Phoenix (elixir) does exactly what you seem to want.
(Easily defining rest APIs from object definitions, automagically establishing sockets for extremely easy communication between backed and frontend, and even things like Phoenix live view to reduce the amount of frontend code you have to write.)
Honestly, it wasn't as great as it seemed when I experimented with it.
The only thing I really used after the first experiment was the auto sockets (which are fantastic). Everything else was basically unusable because straight db bindings are extremely rare. You mostly want to specialize it with custom authentication etc.
And there are better options if you really just want a thin wrapper over you database like postgrest or it's equivalent for graphql.
These can also be extended for custom methods so you're not forced to put everything in the frontend
Meteor (https://www.meteor.com/) invented its own protocol, over web sockets I think. It's an interesting proof of concept of how you can to away with the back-and-forth ceremony, but the framework has had some scaling issues and didn't become a huge success.

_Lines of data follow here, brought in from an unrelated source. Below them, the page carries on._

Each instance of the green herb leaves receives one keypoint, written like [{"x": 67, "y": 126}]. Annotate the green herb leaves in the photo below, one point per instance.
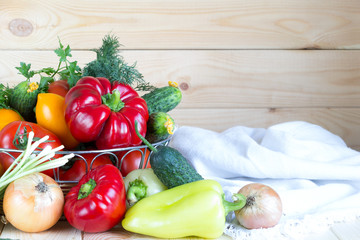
[{"x": 111, "y": 65}]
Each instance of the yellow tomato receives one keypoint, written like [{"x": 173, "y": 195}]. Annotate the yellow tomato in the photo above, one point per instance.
[
  {"x": 8, "y": 116},
  {"x": 50, "y": 115}
]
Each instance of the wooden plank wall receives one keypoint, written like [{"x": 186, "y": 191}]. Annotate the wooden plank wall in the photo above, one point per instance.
[{"x": 238, "y": 62}]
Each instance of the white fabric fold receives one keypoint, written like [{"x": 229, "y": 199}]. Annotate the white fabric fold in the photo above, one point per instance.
[{"x": 312, "y": 169}]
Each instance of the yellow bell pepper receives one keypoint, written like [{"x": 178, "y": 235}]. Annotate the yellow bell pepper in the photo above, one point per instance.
[
  {"x": 8, "y": 116},
  {"x": 193, "y": 209}
]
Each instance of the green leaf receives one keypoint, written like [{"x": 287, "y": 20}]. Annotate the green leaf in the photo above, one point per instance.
[
  {"x": 24, "y": 70},
  {"x": 48, "y": 71}
]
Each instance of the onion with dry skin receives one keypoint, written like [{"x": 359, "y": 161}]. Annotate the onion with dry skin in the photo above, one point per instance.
[
  {"x": 33, "y": 203},
  {"x": 263, "y": 208}
]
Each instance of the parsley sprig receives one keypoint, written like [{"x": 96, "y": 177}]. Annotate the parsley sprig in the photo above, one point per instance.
[{"x": 66, "y": 69}]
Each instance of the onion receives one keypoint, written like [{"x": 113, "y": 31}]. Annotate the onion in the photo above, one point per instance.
[
  {"x": 33, "y": 203},
  {"x": 263, "y": 208}
]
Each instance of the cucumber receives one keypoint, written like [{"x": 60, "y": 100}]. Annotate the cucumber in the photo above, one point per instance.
[
  {"x": 23, "y": 98},
  {"x": 169, "y": 165},
  {"x": 159, "y": 127},
  {"x": 163, "y": 99}
]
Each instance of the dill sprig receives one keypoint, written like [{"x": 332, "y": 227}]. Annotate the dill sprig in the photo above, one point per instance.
[{"x": 111, "y": 65}]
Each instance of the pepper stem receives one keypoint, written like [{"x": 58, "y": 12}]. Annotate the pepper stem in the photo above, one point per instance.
[
  {"x": 86, "y": 189},
  {"x": 137, "y": 190},
  {"x": 236, "y": 205},
  {"x": 113, "y": 101},
  {"x": 152, "y": 148}
]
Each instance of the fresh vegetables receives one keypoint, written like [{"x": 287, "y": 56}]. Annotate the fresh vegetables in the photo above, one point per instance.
[
  {"x": 133, "y": 159},
  {"x": 8, "y": 116},
  {"x": 111, "y": 65},
  {"x": 59, "y": 87},
  {"x": 23, "y": 99},
  {"x": 170, "y": 166},
  {"x": 159, "y": 127},
  {"x": 163, "y": 99},
  {"x": 192, "y": 209},
  {"x": 28, "y": 162},
  {"x": 263, "y": 208},
  {"x": 98, "y": 202},
  {"x": 78, "y": 166},
  {"x": 50, "y": 115},
  {"x": 15, "y": 135},
  {"x": 23, "y": 96},
  {"x": 33, "y": 203},
  {"x": 141, "y": 183},
  {"x": 104, "y": 112}
]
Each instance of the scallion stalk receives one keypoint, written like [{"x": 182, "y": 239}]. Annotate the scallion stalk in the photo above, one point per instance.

> Why don’t we see numerous both-side frameworks which make http (rest, ws, etc) completely transparent?
Fulcro[0] has this story. It's a full stack CQRS library that works by sending queries and commands over a single /api endpoint. You don't write HTTP plumbing, you write queries and mutations on your data (and any resulting change in state is reflected automatically in your view, leveraging React).
It also has great functionality to normalize and manage your front-end state, but that's extra.
"Why don’t we see numerous both-side frameworks which make http (rest, ws, etc) completely transparent?"
This was the main point of Meteor (ddp / minimongo). Ok, among with reactivity and isomorphism. I loved it, until things got complicated with react and graphql.
Yeah, aiohttp was where it all really began, and sanic is nice for recovering Flask users, but if you really want to see performance and momentum, check out Starlette (https://www.starlette.io) and FastAPI (https://fastapi.tiangolo.com) which is built on top of Starlette and is very clever and probably the most rapid way to build an API that I’ve ever seen. In most practical tests Starlette also outperforms aiohttp/etc. by a factor of 5, and the ASGI spec it’s built on is the actual successor to WGSI and the future of python web programming.
Things have come a very long way the last handful of years, and there are many great options. Nice to see yet another one.